We waited for it, and now its finally here - the Apple Watch! Not called the iWatch as previously expected, the device is nonetheless hugely revolutionary. From its customized metal straps, to its gently curved rectangular face, all the way to the unique UI, the Apple Watch is something that the company has clearly spent a huge amount of time perfecting.
In terms of form, the iWatch is a roughly rectangular smartwatch, which curves at its corners. In addition the screen itself is made of gently curving sapphire crystal Retina display, which bends away towards the edges of the watch face. The body of the watch is again made of curving metal, which in many ways resembles the form factor of the original iPhones. On the back of the device is sensor array which presumably will measure health metrics.
In terms of controls, the right side of the device features a unique control knob which Apple refers to as a ‘Digital Crown’ made to superficially resemble the adjustment knob of a mechanical watch. Below this is a second physical button which activates other software features. The phone’s screen itself can be interacted with through multi touch gestures, and will sense when it is moved, and activate.
The device will come in 2 separate sizes, one large, and one small, evidently aimed at male and female users. In addition, the watch will be available as part of three separate collections: standard, Sport, and Edition. These are largely differentiated by the housing and band material used in the watch. The standard collection will feature a silvery body finish with the option for either leather or metal bands, the sport collection features a more rubbery fluro look, while the ‘Edition’ collection has a luxury look, with a body made from 18 carat gold.
Hardware-wise, the watch will run off a fully integrated S1 processor chip, while also featuring an actuator which allows the device to utilise haptic feedback. In addition, the watch feature in built GPS and heart rate monitor, as well as an accelerometer which presumably can double as a pedometer.

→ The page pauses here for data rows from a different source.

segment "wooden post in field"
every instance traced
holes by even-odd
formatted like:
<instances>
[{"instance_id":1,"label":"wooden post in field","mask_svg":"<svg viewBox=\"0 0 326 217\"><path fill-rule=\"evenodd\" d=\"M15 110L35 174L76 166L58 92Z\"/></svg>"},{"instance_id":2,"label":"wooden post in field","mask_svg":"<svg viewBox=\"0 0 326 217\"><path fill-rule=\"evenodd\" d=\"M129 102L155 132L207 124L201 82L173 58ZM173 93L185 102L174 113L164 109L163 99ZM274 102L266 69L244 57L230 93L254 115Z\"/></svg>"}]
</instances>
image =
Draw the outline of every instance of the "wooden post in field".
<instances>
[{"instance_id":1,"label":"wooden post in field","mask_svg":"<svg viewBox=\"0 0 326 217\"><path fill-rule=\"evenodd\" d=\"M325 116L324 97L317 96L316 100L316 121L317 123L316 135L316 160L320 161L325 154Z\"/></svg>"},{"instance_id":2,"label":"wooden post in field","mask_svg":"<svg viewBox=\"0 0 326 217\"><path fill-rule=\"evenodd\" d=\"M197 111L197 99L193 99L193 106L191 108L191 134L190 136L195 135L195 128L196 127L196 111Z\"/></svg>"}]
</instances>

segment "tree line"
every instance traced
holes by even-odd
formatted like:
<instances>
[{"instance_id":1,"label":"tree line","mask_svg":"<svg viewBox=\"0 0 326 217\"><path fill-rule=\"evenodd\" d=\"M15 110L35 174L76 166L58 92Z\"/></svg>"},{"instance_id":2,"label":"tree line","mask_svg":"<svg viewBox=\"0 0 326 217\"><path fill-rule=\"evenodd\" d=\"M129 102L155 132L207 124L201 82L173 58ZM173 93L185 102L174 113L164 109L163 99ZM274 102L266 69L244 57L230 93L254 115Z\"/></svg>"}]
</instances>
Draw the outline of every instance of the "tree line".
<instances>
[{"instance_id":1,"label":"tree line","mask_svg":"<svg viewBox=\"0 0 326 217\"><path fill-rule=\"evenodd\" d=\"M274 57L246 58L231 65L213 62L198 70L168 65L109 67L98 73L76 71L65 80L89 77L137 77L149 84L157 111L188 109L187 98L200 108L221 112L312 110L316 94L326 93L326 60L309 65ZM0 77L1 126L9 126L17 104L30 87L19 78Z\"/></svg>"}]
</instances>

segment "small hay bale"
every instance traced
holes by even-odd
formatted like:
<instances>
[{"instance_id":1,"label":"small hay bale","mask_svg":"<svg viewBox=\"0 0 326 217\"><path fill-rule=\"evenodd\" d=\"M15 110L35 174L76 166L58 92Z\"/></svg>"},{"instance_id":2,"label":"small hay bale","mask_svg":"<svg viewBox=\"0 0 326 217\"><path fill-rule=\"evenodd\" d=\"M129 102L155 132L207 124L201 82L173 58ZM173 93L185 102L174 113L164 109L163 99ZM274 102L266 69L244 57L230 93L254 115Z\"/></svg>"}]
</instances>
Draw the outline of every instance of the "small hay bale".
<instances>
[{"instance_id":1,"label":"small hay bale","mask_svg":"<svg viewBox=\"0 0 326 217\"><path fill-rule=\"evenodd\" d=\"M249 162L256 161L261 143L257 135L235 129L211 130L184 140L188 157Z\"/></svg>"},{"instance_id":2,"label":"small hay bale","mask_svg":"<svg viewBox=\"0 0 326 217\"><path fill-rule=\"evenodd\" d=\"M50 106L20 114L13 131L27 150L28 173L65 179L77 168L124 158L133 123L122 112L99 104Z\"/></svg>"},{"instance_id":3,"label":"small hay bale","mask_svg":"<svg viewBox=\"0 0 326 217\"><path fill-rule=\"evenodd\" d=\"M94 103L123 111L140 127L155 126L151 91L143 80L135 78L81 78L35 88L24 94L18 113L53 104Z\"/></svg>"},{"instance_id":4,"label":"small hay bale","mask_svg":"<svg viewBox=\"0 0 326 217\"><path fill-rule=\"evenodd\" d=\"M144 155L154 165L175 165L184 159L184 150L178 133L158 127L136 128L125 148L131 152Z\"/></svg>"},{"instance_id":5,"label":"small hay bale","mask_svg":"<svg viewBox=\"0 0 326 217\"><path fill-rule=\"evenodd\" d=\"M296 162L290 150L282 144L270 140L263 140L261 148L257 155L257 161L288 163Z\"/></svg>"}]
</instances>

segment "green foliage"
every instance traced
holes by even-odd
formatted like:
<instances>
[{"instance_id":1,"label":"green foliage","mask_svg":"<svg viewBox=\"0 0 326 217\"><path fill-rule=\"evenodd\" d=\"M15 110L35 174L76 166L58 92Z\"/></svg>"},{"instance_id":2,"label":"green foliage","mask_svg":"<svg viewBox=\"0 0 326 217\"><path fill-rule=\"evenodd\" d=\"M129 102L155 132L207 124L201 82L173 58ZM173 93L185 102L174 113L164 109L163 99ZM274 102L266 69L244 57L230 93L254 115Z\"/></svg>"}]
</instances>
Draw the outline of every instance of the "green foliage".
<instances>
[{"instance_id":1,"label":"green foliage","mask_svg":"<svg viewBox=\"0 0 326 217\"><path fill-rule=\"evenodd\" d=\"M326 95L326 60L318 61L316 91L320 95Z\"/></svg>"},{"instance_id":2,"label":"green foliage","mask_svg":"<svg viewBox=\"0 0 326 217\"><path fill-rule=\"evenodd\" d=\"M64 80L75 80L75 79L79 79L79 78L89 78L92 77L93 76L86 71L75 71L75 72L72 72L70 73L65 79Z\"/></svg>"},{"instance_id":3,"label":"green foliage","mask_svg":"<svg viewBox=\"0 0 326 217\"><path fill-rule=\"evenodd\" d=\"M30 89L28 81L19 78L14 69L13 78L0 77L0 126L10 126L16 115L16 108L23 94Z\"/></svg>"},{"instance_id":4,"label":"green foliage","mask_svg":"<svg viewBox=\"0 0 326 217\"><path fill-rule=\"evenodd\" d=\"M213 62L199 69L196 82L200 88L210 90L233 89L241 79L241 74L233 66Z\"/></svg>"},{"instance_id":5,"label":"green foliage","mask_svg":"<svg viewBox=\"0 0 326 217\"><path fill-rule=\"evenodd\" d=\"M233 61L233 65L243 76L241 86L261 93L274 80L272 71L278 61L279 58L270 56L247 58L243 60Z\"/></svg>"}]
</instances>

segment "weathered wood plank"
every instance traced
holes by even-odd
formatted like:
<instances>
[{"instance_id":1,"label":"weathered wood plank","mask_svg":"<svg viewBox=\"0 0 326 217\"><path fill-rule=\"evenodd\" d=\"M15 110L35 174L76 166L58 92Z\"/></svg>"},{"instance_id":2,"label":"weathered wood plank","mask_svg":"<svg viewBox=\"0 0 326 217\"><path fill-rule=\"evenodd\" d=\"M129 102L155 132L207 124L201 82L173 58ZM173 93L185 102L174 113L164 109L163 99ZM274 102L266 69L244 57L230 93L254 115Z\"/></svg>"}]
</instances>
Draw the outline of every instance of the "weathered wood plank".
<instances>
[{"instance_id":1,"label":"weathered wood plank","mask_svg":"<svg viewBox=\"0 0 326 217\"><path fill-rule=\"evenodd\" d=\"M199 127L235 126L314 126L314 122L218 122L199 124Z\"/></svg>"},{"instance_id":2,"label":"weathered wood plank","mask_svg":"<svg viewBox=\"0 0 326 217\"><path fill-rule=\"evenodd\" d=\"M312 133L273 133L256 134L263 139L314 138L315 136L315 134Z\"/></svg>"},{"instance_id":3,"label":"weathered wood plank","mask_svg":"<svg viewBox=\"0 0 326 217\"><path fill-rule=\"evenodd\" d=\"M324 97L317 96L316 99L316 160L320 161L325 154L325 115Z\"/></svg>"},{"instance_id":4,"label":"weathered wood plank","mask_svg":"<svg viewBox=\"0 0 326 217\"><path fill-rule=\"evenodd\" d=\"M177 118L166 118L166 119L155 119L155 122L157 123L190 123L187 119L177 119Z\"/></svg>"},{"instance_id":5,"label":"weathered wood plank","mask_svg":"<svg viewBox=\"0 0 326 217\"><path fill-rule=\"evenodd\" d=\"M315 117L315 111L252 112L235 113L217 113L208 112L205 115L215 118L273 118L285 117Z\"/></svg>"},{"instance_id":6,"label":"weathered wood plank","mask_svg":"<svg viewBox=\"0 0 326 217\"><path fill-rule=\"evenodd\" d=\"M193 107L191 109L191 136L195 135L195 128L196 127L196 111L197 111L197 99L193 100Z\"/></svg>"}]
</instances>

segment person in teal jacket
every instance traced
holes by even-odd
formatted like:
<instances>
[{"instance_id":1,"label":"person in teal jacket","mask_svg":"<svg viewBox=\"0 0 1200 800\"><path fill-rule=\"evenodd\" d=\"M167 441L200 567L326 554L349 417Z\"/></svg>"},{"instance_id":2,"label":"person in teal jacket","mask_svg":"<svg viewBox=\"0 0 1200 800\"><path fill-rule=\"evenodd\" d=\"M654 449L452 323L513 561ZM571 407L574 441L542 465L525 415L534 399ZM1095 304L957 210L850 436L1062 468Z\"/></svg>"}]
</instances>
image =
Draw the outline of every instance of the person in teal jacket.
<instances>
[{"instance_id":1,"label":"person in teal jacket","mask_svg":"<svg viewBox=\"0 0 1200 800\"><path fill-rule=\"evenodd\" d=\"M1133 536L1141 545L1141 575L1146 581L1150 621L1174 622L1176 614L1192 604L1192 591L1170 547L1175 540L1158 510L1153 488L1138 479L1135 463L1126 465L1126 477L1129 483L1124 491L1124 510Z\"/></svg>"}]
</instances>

In terms of software, Apple has taken pains to create a UI which is easy to use despite the watch’s small screen. As well as using multi-touch gestures, the watch also utilised the Digital Crown on the side of the device to allow controls such as scrolling and zooming, while at the same time doubling as home key when depressed. In addition, the button below it allows a user easy access to their recent contacts. Apps in the new UI are displayed as a collection of bubble-like round icons which can be zoom in on when the watch is integrated with.
Furthermore, the watch features a wide variety of digital faces which can take the form of futuristic space-scapes all the way to more traditional watch face designs. Apple also integrated voice controls through Siri, and a compressed information interface called ‘Glances’ similar to Google’s Android Wear information cards.
Clearly, the Apple Watch brings a lot to the table, but the question remains, come start of new year, will people decide it is good enough to be worth the $350 price tag?